Tristan did not slay the man that day, for he had other tortures in his heart. With the cold steel before his eyes and a great hand upon his throat, Jocelyn jerked out the truth into Tristan’s face. Rosamunde had been sent by river into the Southern Marches to be housed at the madhouse in the mere. Tristan beat the pommel of his sword in Jocelyn’s face, hurled him against the wall, left him huddled white and terrified amid the weeds and rotting wood.

“Lie there, Satan,” he said. “Death can wait till I have worked my will.”

CHAPTER XXXIII

Over the madhouse in the mere the noon sun had travelled, drawing the grey mists up from the meadows, glistening upon the pinnacles of the wooded hills. No wind was moving—the withered sedges were silent in the shallows, and no ripples barred the water with dim gold.

From the island came a solitary cry, the scream of a living thing in pain, shrill, piteous, and discordant. All the dismal babels of the place seemed to wake at the cry like the screaming of birds when some savage spoiler haunts the woods. The impassive trees moved never a finger, though echo veiled among the hills.

In the court, with the grey stone walls and the barred windows rising round, Nicholas the keeper had betaken him to his whip. A girl, naked to the loins, stood chained by her wrists to the wooden post in the centre of the court. She was a mad creature, given to wild outbursts of delirious violence. Old Nicholas had taken her when exhausted after some such fit, had chained her to the post for the chastening of her temper. Though the red weals showed in the white skin, her outcry and her writhings availed her nothing. The whip was the old man’s one appeal to those contumacious creatures who needed discipline.

In a long, low-ceilinged chamber under the tiles sat Rosamunde of Joyous Vale, listening to the cries that came from the distant court.
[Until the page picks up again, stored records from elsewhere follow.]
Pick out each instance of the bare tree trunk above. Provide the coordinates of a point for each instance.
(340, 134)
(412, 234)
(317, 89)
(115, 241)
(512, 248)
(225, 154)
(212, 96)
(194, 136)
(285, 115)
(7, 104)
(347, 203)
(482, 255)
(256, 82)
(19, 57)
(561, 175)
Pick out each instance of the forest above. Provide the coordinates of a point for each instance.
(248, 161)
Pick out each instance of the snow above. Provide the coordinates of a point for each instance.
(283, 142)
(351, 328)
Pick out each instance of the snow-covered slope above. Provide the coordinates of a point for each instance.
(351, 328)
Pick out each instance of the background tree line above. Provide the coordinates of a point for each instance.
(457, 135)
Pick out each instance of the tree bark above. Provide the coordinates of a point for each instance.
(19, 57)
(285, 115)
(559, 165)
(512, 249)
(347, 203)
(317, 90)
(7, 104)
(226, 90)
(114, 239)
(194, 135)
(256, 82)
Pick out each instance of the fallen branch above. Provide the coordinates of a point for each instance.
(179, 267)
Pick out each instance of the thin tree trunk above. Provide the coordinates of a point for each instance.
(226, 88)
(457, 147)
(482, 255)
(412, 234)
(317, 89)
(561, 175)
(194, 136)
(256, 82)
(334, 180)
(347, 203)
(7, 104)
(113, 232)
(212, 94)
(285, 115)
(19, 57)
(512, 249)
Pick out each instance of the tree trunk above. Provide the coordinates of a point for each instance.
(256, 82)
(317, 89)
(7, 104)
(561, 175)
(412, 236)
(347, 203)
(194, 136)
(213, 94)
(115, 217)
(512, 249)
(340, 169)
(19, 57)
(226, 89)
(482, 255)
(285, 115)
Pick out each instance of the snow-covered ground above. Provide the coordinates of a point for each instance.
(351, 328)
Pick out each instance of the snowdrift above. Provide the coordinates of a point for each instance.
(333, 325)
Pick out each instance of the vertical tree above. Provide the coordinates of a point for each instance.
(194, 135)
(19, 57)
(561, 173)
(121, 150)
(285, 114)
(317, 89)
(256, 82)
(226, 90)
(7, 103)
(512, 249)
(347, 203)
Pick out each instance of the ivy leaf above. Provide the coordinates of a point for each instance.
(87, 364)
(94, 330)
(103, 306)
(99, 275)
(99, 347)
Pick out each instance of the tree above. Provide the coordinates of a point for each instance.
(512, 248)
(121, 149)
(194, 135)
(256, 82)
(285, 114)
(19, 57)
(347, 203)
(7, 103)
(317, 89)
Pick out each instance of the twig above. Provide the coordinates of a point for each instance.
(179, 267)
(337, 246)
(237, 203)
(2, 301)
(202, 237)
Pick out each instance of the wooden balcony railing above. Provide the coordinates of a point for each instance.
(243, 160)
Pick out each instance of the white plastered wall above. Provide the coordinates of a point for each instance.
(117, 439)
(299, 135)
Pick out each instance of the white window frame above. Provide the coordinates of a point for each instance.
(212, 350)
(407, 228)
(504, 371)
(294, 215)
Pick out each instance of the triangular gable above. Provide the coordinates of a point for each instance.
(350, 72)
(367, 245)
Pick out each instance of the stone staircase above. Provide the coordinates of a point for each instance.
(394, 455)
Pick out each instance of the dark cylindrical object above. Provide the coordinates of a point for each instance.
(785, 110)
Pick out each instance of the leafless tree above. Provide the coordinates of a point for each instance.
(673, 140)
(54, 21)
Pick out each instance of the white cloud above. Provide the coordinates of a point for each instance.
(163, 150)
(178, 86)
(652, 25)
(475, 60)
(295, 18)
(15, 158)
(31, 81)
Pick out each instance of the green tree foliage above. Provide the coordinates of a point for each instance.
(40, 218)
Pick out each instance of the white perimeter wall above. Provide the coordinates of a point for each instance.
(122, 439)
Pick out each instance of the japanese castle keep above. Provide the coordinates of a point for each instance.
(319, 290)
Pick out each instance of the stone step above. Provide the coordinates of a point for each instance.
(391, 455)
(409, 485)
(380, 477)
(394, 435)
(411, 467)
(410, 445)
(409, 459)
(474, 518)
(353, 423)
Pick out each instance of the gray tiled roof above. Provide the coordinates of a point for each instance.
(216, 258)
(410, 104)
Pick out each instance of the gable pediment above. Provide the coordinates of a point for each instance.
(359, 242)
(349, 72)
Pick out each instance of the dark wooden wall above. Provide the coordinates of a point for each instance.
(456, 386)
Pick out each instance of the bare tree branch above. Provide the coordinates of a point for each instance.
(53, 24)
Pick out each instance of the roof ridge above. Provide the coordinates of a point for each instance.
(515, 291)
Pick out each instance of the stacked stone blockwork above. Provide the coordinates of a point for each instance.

The room was richly garnished in its way with hangings and carved furniture, and lamps of bronze. The three windows opened on the western sky, the wild crags above, the woods and the calm water spread below.

The Lady Rosamunde was seated on a carved bench, gazing out on the woods steeped in the double mysteries of sunshine and of mist. Her hands were in her lap, her undressed hair falling in gold upon her shoulders. The look upon her face spoke of deep misery, of passionate degradation, and shame of soul. Her proud neck was bent like the stem of a sun-parched flower. She sat motionless in the shadow, gazing solemn-eyed upon the empty world.

Near her, throned on a scarlet cushion upon the floor, a pale-faced girl peered at herself in a small hand-mirror, while she combed her black hair with a silver comb. She was studious and deliberate in her toilet, perfecting it with a flippant airiness of gesture that told of a sensuous and cheerful vanity. Ever and again she would cast quick, bird-like glances at Rosamunde before the window, smile to herself with a world-wise pity in her hazel eyes.

“Hey, sister Rose, be merry, be merry. If I were an escaped nun, I should be laughing till the sun looked big as a great shield.”